Lá pelo século XV, as feiras já estavam sendo substituídas por cidades comerciais, onde florescia um mercado permanente. O

comércio, nessas cidades, se tornara incompatível com os restritos costumes e tradições feudais. Geralmente, as cidades conseguiam ganhar independências de seus senhores feudais e da Igreja. Sistemas complexos de câmbio, compensação e facilidades creditícias se desenvolveram nesses centros comerciais, e instrumentos modernos, como cartas de crédito, tornaram-se de uso corrente. Novos sistemas de leis comerciais foram criados. Ao contrário do sistema paternalista de execução de dívidas, baseado nos costumes e na tradição vigentes no feudo, a lei comercial era fixada por um código preciso. Assim, esta lei tornou-se a base das modernas leis capitalistas dos contratos, títulos negociáveis, representação comercial e execuções em hasta pública. (HUNT, História do Pensamento econômico: Uma Perspectiva Crítica, 1985. p. 34 - 35).

O sistema capitalista passou por diversas fases na Europa devido aos diferentes graus de amadurecimento das regiões.
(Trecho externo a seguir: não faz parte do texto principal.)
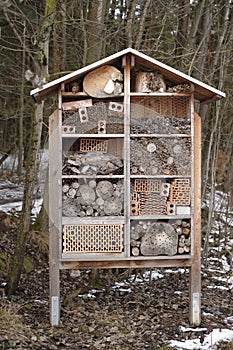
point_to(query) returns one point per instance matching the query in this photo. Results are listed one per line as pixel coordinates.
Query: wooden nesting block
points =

A fase mercantilista que deu origem aos primeiros capitalistas comerciantes foi o ponto de partida para que à medida que o comércio prosperava e se expandia para diversas regiões dentro e fora da Europa, a necessidade de produtos manufaturados induzia a uma maior importância do processo produtivo. As tradições e costumes perderam espaço para o mercado e suas regras e quando isso se consolidou surgiu então o Capitalismo.

Um outro aspecto importante a ser analisado diz respeito às novas classes sociais e econômicas que surgiram desse processo de transposição de um sistema para outro. O sistema de trabalho da era medieval era baseado em uma classe servil que trabalhava nas terras do senhor feudal cultivando os campos para a sua própria subsistência e para alimentar os donos da terra. Com a expansão dos ofícios dos artesãos e o nascimento das indústrias de manufaturas modificam-se as formas de produção. No período medieval, o artesão (trabalhador) vendia um produto acabado ao comerciante feito através de sua habilidade (arte). Com a expansão da necessidade de crescimento da produção de manufaturas para atender o crescimento populacional das cidades, o trabalho é segmentado e o trabalhador oferece apenas sua força de

trabalho e não mais o produto acabado. Ele, trabalhador, não é mais responsável pelo processo produtivo é apenas parte dele.

Muitos agricultores e artesãos foram compelidos a se tornarem trabalhadores urbanos que não estavam mais sujeito às tradições e costumes medievais, porém sujeito às leis e contratos das novas corporações de ofício com seus estatutos criminais e a repressão do governo. A nova classe capitalista (classe média e burguesia) substituiu, lenta e inexoravelmente, a nobreza como classe que dominava o sistema econômico e social.